Mine spoil piles and intersected water table, 1984 (Click to enlarge)

Mine spoil piles and intersected water table, 1984 (Click to enlarge)

head Colstrip, Montana
Last April, the Deepwater Horizon tragedy showed us how crude oil can devastate an environment. But it’s not just explosions or spills that have hazardous effects on our fragile ecosystem. Sometimes, damage can be continuous and insidious—like it is at Colstrip, an enormous coal mine in southeastern Montana. Colstrip has the distinction of being one of the nation’s dirtiest, most polluting plants: each hour, it belches more than 400 pounds of sulfuric acid into the air, and its waste also filters down to the local water table, spreading toxins far and wide.
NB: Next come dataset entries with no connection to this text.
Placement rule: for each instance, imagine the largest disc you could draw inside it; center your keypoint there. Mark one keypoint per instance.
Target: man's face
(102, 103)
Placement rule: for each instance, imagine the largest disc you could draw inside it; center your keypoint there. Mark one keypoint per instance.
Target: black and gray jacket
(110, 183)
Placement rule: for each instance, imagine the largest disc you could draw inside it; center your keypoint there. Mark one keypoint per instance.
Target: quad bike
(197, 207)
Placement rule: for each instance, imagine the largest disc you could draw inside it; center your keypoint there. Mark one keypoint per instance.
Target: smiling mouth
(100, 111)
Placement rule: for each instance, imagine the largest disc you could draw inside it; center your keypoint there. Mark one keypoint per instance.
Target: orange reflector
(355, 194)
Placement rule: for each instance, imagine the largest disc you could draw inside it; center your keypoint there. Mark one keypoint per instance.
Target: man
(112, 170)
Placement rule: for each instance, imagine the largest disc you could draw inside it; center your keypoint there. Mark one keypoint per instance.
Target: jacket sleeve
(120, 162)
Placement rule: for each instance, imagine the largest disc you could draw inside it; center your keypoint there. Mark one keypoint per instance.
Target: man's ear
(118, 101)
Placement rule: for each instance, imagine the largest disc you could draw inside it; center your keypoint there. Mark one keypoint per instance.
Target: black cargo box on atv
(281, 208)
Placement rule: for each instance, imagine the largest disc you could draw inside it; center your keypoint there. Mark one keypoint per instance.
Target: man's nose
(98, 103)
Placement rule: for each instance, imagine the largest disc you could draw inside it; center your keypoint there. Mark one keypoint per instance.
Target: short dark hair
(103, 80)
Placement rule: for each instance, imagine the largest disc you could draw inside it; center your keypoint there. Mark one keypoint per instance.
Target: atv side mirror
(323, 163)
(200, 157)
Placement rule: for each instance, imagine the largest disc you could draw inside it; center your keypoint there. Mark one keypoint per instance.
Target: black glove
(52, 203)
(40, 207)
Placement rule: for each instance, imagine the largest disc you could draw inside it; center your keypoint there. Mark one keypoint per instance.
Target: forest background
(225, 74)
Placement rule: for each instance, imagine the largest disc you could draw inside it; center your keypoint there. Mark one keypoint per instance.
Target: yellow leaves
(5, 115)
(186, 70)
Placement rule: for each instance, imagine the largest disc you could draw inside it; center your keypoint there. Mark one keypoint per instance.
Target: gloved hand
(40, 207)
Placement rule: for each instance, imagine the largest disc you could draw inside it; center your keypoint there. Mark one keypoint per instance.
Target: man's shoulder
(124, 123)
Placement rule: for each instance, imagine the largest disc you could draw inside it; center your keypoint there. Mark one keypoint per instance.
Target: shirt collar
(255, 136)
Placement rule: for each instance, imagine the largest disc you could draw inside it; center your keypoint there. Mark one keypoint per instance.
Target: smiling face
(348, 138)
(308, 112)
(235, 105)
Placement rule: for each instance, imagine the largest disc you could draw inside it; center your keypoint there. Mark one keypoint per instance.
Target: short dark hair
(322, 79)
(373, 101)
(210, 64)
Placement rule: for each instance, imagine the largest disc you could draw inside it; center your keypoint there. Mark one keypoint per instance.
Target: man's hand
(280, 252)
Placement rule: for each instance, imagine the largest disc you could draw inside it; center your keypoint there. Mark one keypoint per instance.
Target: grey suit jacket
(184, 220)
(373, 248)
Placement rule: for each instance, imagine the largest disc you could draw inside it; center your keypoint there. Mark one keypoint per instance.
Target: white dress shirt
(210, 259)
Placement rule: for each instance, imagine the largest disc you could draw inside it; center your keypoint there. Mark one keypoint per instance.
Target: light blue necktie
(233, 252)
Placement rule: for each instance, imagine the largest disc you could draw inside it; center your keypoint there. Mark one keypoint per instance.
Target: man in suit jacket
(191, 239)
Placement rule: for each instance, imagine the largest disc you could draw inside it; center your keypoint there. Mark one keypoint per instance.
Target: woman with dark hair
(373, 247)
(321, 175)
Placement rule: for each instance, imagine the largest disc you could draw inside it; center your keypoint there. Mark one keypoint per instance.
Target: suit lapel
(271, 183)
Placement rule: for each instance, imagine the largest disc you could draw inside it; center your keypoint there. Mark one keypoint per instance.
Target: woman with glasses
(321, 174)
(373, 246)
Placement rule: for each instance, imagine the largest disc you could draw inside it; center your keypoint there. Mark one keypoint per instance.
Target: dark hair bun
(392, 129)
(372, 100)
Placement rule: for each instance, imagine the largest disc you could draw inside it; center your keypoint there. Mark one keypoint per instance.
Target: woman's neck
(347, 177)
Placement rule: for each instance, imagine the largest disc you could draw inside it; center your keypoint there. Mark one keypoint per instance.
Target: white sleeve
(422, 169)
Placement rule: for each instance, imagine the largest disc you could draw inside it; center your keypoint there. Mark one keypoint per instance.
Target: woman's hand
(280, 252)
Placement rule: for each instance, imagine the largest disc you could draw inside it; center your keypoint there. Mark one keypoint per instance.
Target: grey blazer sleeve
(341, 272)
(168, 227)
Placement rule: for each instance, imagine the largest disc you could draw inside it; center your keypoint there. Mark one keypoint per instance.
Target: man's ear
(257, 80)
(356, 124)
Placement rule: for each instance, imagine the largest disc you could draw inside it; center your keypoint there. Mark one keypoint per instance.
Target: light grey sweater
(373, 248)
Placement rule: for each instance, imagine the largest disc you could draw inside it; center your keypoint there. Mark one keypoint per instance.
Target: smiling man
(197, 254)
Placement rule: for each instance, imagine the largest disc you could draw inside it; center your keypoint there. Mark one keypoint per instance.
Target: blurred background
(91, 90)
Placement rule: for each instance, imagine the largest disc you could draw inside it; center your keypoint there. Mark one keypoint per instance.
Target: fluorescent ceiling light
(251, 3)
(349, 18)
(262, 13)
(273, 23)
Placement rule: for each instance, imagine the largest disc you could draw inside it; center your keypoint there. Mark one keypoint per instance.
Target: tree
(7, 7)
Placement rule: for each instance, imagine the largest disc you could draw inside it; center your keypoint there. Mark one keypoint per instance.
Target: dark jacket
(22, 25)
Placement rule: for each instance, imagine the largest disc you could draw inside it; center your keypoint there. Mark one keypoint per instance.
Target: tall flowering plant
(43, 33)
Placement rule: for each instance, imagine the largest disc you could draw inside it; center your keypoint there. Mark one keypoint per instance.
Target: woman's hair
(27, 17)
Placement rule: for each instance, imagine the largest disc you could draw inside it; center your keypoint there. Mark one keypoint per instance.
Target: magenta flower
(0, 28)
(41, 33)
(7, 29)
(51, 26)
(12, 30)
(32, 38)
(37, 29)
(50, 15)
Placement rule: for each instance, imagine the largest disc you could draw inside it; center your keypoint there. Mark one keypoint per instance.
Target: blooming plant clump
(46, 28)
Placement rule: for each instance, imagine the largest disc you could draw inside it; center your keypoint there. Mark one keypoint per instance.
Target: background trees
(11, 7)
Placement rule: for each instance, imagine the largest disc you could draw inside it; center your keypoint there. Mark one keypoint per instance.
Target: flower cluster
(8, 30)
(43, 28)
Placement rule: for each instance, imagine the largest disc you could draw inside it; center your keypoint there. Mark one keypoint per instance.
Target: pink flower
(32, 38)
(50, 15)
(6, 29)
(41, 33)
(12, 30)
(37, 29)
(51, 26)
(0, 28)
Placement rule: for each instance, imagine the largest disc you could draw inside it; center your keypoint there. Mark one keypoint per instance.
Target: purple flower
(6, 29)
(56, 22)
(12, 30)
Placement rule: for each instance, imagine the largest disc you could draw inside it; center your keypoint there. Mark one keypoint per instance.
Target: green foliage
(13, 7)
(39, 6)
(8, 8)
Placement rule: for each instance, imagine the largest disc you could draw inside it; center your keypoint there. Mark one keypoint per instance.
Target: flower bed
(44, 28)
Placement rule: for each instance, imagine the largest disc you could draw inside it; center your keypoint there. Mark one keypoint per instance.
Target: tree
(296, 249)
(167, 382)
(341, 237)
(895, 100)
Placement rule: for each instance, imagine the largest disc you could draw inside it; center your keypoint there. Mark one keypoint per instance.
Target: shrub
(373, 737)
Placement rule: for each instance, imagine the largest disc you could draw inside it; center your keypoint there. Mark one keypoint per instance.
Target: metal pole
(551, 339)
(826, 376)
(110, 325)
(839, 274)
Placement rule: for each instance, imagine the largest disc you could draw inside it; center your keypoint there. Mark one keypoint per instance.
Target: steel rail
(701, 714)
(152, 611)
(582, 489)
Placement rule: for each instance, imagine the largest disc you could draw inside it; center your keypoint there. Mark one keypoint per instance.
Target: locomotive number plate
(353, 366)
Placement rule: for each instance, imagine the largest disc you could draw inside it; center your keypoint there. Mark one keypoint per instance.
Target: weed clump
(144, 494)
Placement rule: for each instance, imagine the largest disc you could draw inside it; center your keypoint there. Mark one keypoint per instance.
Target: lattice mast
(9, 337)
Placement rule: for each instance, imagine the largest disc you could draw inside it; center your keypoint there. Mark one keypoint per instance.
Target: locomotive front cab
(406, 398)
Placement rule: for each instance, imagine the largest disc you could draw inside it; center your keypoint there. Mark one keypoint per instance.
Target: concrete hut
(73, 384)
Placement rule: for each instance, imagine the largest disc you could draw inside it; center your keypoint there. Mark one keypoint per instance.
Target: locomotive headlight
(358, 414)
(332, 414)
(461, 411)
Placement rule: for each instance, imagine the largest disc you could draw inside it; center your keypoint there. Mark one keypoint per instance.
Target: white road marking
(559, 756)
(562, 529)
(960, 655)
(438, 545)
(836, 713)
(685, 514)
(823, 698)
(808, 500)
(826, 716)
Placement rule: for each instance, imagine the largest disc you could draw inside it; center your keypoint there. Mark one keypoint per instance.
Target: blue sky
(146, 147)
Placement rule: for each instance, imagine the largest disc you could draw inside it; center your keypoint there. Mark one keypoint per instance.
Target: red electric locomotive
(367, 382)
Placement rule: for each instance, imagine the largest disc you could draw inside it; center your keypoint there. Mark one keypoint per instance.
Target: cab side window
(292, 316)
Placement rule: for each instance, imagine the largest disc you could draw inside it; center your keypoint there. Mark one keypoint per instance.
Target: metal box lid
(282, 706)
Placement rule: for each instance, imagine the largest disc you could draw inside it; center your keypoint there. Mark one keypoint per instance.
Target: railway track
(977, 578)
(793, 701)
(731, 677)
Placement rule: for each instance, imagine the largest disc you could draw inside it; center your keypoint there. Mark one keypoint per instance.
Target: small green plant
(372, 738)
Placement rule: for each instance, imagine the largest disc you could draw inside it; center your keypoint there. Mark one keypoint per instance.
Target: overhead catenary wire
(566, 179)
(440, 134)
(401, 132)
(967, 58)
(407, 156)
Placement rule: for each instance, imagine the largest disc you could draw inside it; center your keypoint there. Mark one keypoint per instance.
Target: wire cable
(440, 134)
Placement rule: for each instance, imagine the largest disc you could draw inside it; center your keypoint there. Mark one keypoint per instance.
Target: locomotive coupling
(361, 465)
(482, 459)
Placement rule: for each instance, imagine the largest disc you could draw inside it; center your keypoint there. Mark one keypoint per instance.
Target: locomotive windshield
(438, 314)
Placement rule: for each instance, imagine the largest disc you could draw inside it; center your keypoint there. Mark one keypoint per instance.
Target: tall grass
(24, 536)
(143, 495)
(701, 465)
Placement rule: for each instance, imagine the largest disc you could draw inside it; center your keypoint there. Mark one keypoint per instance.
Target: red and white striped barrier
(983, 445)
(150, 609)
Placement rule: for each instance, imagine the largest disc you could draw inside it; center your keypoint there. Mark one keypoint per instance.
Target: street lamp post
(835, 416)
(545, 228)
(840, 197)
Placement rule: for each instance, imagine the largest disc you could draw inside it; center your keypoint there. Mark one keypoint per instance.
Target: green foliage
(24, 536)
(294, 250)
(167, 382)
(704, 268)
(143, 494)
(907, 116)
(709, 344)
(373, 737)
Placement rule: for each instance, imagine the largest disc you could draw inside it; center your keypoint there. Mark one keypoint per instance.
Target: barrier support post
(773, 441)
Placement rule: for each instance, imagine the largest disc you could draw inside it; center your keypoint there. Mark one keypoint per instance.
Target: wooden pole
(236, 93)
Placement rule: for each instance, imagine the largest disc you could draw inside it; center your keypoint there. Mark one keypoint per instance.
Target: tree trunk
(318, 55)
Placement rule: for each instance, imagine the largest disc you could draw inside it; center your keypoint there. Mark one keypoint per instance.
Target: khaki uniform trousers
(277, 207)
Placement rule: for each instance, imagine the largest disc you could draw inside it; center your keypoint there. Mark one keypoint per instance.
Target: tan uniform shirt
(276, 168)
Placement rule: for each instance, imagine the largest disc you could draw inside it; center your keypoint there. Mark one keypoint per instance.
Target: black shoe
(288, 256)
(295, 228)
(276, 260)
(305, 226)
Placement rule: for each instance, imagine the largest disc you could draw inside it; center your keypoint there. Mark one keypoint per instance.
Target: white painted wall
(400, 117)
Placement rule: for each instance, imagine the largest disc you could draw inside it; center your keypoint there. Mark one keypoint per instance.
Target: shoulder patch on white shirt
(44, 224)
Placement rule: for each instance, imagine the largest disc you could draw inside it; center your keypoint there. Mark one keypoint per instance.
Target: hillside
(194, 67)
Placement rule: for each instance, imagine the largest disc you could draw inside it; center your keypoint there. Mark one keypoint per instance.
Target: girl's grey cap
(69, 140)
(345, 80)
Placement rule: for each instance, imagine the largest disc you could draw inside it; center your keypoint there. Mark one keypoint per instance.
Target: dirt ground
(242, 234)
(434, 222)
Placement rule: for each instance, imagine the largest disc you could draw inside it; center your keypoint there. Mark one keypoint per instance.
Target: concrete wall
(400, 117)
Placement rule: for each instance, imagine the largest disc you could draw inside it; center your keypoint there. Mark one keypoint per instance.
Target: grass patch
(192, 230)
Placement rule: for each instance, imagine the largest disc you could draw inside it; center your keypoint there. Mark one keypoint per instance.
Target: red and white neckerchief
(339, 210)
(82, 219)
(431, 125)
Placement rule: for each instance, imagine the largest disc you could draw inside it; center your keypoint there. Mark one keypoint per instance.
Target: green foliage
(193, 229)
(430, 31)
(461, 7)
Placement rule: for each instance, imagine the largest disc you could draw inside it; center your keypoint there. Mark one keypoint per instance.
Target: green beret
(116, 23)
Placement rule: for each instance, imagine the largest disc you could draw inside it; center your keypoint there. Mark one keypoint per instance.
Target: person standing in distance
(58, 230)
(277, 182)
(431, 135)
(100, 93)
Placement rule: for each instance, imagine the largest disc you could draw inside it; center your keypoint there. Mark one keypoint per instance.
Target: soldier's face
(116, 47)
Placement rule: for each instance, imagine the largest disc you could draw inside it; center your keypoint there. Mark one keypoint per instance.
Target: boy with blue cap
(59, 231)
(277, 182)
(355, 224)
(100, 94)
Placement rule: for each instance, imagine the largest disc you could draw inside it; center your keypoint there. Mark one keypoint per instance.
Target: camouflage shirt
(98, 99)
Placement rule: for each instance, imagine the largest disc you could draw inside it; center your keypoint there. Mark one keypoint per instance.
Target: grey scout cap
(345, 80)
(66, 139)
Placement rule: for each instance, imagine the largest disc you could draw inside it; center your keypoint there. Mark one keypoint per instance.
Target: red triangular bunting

    How do you convey this kind of unremitting, non-sensational damage? David T. Hanson took up the challenge, spending three years documenting the Colstrip plant and its surrounding town. His beautiful, melancholy images, which are now published in Colstrip, Montana (D.A.P.), were actually shot in the 1980s, but given our growing concerns about skyrocketing energy costs, peak oil, and environmental decay, they seem even more timely now.
    The images are unsettling for several reasons. Hanson has a keen eye for color and composition, and there’s a classical beauty to most of the photographs. Shot from above, even deep gashes in the landscape and irridescent green waste ponds can look attractive, like a Rothko or Diebenkorn canvas. Even in devastation, there is beauty: anyone who doubts that need only look at Joel Meyerowitz’s photographs of Ground Zero or Robert Polidori’s studies of empty rooms after Katrina.